School districts across the country will need to develop successful strategies both to support new teachers and to keep veteran educators in place if the nation is committed to making sure that no child is left behind. These strategies involve a two-pronged solution: financial incentives for teachers in high-poverty schools, and well-organized professional development and support systems-including new-teacher induction programs-for beginning teachers.
While Every Child a Graduate made the case for financial incentives, the new Alliance report, New-Teacher Excellence: Retaining Our Best, argues that school districts nationwide must provide well-organized induction programs for all new teachers. In general, these programs must be linked to a vision of good teaching, guided by an understanding of teacher learning, and supported by a professional culture that favors collaboration and inquiry.
Some districts and states have already implemented successful induction programs, increasing their ability to hold on to new teachers by 25 percent and saving millions of dollars in turnover costs. In developing induction programs, states should borrow ideas from one another, learning and making improvements as they implement their plans. The Alliance report focuses on programs in Texas and Ohio, two states that have developed and begun implementing induction programs modeled closely on California’s Beginning Teacher Support and Assessment (BTSA) program, which has been described as a national exemplar.
With induction programs, high-poverty schools and districts will have much greater success meeting the challenge in the No Child Left Behind Act to guaranty that all students have access to qualified teachers who can help them meet high standards and graduate from high school prepared for college.
The complete report is Out of Print (For information on teacher retention, see Tapping the Potential: Retaining and Developing High-Quality New Teachers).
TEACHER RECRUITMENT AROUND THE COUNTRY: How States and Districts are Working to Meet the High-Quality Challenge
Chicago: Academy for Urban School Leadership
In an effort to encourage new people to enter the teaching field, the Chicago-based Academy for Urban School Leadership has developed an incentive program for people willing to teach for five or more years in high-need schools. In addition to providing a $30,000 stipend to participants, the Academy also pays for the cost of obtaining a master’s degree and a teaching certificate for program.
In its first year, the program began with 32 teachers-in-training from a pool of 300 applicants from a wide range of backgrounds, including a candy company manager, a former funeral services executive, and a former captain in the U.S. Army. The program is expected to expand to 80 candidates next year with the help of a $1.5 million federal grant. The master’s program and teacher’s certification are provided on site by faculty from National Louis University.

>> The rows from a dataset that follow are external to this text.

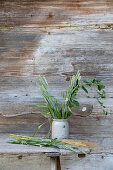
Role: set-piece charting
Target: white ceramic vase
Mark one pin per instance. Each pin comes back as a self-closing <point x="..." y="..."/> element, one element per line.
<point x="60" y="129"/>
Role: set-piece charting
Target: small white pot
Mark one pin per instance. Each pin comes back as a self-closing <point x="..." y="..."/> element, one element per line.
<point x="60" y="129"/>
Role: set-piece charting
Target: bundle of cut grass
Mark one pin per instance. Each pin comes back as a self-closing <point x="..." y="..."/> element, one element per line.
<point x="38" y="141"/>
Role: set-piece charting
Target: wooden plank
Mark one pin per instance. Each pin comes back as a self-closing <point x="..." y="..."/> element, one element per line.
<point x="55" y="39"/>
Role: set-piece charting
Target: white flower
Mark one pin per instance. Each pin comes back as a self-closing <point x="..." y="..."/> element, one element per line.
<point x="66" y="99"/>
<point x="84" y="109"/>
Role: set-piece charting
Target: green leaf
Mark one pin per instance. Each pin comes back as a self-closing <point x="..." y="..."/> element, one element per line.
<point x="76" y="103"/>
<point x="34" y="105"/>
<point x="105" y="112"/>
<point x="84" y="89"/>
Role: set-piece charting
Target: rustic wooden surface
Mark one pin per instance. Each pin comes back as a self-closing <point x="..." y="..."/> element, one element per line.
<point x="56" y="38"/>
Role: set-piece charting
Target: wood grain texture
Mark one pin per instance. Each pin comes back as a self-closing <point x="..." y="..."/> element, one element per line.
<point x="56" y="38"/>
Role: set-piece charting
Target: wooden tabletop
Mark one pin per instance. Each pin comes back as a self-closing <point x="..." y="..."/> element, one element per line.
<point x="7" y="148"/>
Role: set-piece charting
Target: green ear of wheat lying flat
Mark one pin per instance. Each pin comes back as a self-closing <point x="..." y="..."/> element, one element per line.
<point x="36" y="141"/>
<point x="57" y="109"/>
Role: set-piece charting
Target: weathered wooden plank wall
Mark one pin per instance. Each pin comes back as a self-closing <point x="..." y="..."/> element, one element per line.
<point x="56" y="38"/>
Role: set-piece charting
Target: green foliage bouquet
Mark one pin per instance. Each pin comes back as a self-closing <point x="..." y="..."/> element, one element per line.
<point x="57" y="109"/>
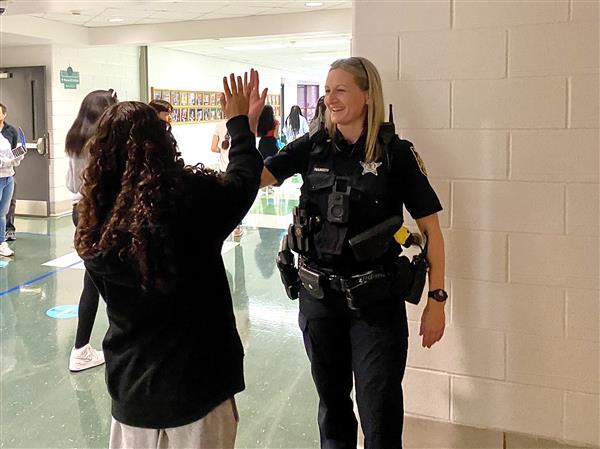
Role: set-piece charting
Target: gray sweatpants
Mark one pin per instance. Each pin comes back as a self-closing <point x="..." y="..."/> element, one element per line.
<point x="217" y="430"/>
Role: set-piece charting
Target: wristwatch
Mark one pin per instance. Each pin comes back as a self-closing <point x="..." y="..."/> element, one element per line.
<point x="439" y="295"/>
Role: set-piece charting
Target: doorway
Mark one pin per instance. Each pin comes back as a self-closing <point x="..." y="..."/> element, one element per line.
<point x="23" y="91"/>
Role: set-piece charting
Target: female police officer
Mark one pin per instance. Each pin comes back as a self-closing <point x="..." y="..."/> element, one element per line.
<point x="355" y="177"/>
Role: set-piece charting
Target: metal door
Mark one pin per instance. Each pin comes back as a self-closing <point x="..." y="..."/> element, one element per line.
<point x="23" y="92"/>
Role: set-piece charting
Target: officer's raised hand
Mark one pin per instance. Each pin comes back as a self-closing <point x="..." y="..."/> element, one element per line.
<point x="242" y="97"/>
<point x="235" y="99"/>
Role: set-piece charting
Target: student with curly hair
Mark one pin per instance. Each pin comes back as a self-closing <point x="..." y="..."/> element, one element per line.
<point x="83" y="355"/>
<point x="150" y="233"/>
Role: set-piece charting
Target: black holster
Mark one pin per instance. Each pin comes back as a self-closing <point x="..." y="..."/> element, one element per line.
<point x="366" y="289"/>
<point x="288" y="271"/>
<point x="409" y="278"/>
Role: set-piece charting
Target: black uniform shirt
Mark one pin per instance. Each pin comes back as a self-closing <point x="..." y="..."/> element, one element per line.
<point x="409" y="182"/>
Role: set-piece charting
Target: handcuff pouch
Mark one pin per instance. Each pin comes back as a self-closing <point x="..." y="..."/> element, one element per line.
<point x="312" y="281"/>
<point x="365" y="289"/>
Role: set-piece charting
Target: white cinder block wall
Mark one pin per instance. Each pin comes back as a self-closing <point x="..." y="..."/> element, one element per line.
<point x="501" y="100"/>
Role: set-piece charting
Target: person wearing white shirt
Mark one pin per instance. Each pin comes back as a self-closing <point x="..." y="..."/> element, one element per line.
<point x="7" y="185"/>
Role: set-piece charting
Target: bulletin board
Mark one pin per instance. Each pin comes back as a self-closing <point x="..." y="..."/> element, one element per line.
<point x="199" y="106"/>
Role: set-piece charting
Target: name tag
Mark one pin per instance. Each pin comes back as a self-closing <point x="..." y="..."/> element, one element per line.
<point x="321" y="169"/>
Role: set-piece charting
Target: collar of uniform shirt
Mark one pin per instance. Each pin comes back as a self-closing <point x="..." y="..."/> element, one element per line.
<point x="344" y="146"/>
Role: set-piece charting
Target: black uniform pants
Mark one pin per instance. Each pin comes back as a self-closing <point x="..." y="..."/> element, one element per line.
<point x="10" y="216"/>
<point x="374" y="347"/>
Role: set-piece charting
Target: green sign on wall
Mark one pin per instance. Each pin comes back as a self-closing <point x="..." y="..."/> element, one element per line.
<point x="69" y="78"/>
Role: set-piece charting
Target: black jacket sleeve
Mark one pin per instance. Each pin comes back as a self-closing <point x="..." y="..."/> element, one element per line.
<point x="224" y="201"/>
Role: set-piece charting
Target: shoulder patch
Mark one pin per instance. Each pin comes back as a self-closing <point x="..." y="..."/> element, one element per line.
<point x="420" y="162"/>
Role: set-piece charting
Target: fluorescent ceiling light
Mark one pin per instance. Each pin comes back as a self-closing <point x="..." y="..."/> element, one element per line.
<point x="293" y="44"/>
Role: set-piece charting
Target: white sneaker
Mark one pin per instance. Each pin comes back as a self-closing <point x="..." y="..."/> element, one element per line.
<point x="84" y="358"/>
<point x="5" y="250"/>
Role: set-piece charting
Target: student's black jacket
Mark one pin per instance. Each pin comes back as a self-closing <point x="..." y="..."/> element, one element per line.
<point x="11" y="134"/>
<point x="170" y="359"/>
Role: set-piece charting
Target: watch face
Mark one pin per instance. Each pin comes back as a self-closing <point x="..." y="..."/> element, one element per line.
<point x="438" y="295"/>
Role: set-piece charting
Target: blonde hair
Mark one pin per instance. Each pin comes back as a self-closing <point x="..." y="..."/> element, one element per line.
<point x="367" y="78"/>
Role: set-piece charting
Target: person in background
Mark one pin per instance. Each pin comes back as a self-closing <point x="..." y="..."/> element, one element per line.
<point x="357" y="175"/>
<point x="163" y="108"/>
<point x="10" y="133"/>
<point x="8" y="141"/>
<point x="83" y="355"/>
<point x="268" y="130"/>
<point x="220" y="144"/>
<point x="150" y="234"/>
<point x="295" y="124"/>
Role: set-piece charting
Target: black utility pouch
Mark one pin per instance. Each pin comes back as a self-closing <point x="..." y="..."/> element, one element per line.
<point x="402" y="277"/>
<point x="366" y="289"/>
<point x="312" y="282"/>
<point x="420" y="266"/>
<point x="409" y="280"/>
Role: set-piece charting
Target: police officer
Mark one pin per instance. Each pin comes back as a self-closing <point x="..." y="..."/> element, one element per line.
<point x="355" y="177"/>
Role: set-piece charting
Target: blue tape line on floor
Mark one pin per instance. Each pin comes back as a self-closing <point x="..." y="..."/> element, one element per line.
<point x="64" y="311"/>
<point x="37" y="279"/>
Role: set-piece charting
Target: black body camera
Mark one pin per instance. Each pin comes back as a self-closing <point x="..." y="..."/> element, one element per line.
<point x="338" y="202"/>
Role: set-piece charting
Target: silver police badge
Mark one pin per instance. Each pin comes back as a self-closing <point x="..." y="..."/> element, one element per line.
<point x="370" y="167"/>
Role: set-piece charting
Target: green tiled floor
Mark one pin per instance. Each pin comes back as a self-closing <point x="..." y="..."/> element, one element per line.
<point x="42" y="405"/>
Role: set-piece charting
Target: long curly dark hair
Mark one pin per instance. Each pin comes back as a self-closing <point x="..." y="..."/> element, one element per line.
<point x="133" y="185"/>
<point x="92" y="107"/>
<point x="266" y="121"/>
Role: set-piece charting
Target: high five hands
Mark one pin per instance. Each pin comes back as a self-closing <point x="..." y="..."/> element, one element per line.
<point x="241" y="97"/>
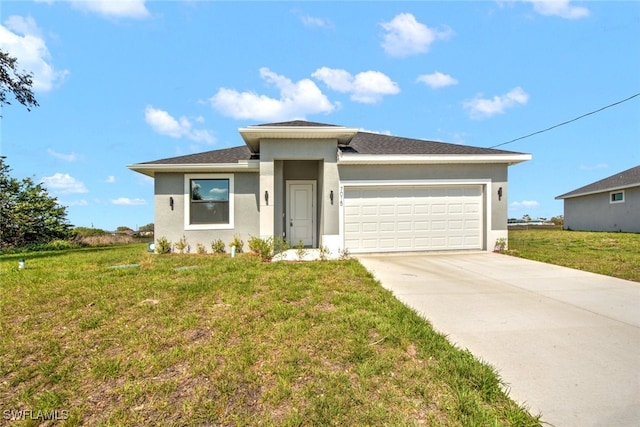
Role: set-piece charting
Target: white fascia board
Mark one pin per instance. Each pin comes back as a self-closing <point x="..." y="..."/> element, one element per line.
<point x="390" y="159"/>
<point x="605" y="190"/>
<point x="253" y="134"/>
<point x="152" y="169"/>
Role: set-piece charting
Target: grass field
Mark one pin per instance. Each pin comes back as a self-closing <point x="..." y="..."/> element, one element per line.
<point x="117" y="336"/>
<point x="611" y="254"/>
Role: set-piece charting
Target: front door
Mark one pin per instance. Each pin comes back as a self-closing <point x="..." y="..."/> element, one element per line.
<point x="301" y="214"/>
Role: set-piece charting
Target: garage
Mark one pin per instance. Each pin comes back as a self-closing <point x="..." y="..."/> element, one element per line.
<point x="413" y="218"/>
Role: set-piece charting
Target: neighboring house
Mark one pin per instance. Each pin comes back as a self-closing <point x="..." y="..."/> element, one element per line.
<point x="335" y="186"/>
<point x="611" y="204"/>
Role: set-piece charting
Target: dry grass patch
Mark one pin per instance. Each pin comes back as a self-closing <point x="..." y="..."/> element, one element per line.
<point x="611" y="254"/>
<point x="231" y="342"/>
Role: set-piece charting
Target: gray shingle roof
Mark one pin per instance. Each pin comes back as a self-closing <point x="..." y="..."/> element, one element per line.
<point x="624" y="179"/>
<point x="298" y="123"/>
<point x="374" y="143"/>
<point x="225" y="155"/>
<point x="361" y="143"/>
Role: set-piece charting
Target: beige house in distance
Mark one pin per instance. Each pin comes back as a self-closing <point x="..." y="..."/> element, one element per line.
<point x="338" y="187"/>
<point x="610" y="204"/>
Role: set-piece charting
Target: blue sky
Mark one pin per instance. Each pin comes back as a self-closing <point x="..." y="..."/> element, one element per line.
<point x="122" y="82"/>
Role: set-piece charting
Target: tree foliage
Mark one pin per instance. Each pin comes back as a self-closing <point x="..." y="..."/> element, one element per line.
<point x="28" y="214"/>
<point x="14" y="82"/>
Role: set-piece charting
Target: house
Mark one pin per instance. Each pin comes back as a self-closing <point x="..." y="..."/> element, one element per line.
<point x="611" y="204"/>
<point x="320" y="184"/>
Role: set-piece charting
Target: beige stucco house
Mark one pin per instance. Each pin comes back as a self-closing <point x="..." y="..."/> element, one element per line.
<point x="337" y="187"/>
<point x="610" y="204"/>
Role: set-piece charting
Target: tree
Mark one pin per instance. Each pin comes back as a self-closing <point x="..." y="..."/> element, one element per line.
<point x="14" y="82"/>
<point x="28" y="214"/>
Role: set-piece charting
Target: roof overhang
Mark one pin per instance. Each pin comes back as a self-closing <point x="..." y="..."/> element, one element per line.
<point x="151" y="169"/>
<point x="589" y="193"/>
<point x="404" y="159"/>
<point x="253" y="134"/>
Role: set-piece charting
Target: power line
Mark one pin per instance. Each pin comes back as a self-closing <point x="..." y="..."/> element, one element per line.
<point x="568" y="121"/>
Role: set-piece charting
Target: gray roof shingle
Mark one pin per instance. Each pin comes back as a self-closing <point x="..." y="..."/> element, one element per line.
<point x="624" y="179"/>
<point x="374" y="143"/>
<point x="361" y="143"/>
<point x="225" y="155"/>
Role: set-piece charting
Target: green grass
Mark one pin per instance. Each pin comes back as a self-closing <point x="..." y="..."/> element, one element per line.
<point x="611" y="254"/>
<point x="211" y="340"/>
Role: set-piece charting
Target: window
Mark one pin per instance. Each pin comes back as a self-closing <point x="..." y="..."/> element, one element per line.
<point x="616" y="197"/>
<point x="209" y="201"/>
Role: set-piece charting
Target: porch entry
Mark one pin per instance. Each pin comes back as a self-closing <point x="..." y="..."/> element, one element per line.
<point x="301" y="212"/>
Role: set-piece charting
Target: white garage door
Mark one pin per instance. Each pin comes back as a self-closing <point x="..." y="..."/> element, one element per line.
<point x="416" y="218"/>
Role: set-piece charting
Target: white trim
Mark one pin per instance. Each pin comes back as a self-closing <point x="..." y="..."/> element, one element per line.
<point x="314" y="214"/>
<point x="241" y="166"/>
<point x="615" y="202"/>
<point x="365" y="159"/>
<point x="187" y="201"/>
<point x="486" y="194"/>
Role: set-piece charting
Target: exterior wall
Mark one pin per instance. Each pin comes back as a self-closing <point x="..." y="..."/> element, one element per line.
<point x="493" y="175"/>
<point x="594" y="212"/>
<point x="170" y="223"/>
<point x="279" y="162"/>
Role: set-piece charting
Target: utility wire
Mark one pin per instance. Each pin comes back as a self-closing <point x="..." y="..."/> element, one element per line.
<point x="568" y="121"/>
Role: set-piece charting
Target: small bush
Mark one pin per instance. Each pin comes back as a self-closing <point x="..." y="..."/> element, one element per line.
<point x="163" y="246"/>
<point x="301" y="251"/>
<point x="324" y="253"/>
<point x="238" y="243"/>
<point x="262" y="247"/>
<point x="182" y="245"/>
<point x="217" y="246"/>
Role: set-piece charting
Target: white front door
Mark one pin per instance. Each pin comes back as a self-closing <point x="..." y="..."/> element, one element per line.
<point x="301" y="214"/>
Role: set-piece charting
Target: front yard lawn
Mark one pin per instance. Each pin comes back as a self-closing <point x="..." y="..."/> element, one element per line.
<point x="117" y="336"/>
<point x="611" y="254"/>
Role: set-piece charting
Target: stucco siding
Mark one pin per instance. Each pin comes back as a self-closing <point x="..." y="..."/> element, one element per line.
<point x="170" y="223"/>
<point x="595" y="212"/>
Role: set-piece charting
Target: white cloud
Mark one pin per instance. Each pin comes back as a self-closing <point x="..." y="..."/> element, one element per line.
<point x="22" y="39"/>
<point x="367" y="87"/>
<point x="437" y="80"/>
<point x="594" y="167"/>
<point x="481" y="108"/>
<point x="113" y="8"/>
<point x="561" y="8"/>
<point x="312" y="21"/>
<point x="296" y="100"/>
<point x="405" y="36"/>
<point x="125" y="201"/>
<point x="525" y="204"/>
<point x="71" y="157"/>
<point x="64" y="184"/>
<point x="165" y="124"/>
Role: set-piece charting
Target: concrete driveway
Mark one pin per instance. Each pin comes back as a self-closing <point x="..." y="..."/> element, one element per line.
<point x="566" y="342"/>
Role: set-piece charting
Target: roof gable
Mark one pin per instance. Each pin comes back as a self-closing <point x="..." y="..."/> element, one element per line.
<point x="624" y="179"/>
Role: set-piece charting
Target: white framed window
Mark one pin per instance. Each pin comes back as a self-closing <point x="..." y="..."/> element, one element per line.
<point x="208" y="201"/>
<point x="616" y="197"/>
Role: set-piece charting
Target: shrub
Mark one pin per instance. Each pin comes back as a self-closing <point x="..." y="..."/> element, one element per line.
<point x="262" y="247"/>
<point x="163" y="246"/>
<point x="217" y="246"/>
<point x="301" y="251"/>
<point x="238" y="243"/>
<point x="182" y="245"/>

Massachusetts: “Bonus Baby” Program
Three years ago Massachusetts began a program that offered $20,000 in bonuses to attract non-educators to teach in its schools. However, a recent study found that the nearly half of participants in Massachusetts’ “bonus baby” program have left their classrooms.
According to the Boston Globe, Clarke Fowler, a Salem State College professor and prominent critic of the initiative, found that of the 59 people awarded bonuses in 1999, 46 percent were no longer teaching three years later. In the second and third year of the program, 28 percent and 17 percent, respectively, of bonus recipients left the program.
Supporters of the program say that past bonus recipients were placed in classrooms with as little as two months of training. Now, recipients must undergo training at colleges or universities versus the “eight-week blitz of classes and summer school” in the past. Andrew Effrat, interim dean of the School of Education at the University of Massachusetts at Amherst told the Boston Globe that “providing more mentoring, more support, and stronger induction are certainly likely to enhance retention” in the bonus baby program and other, similar programs.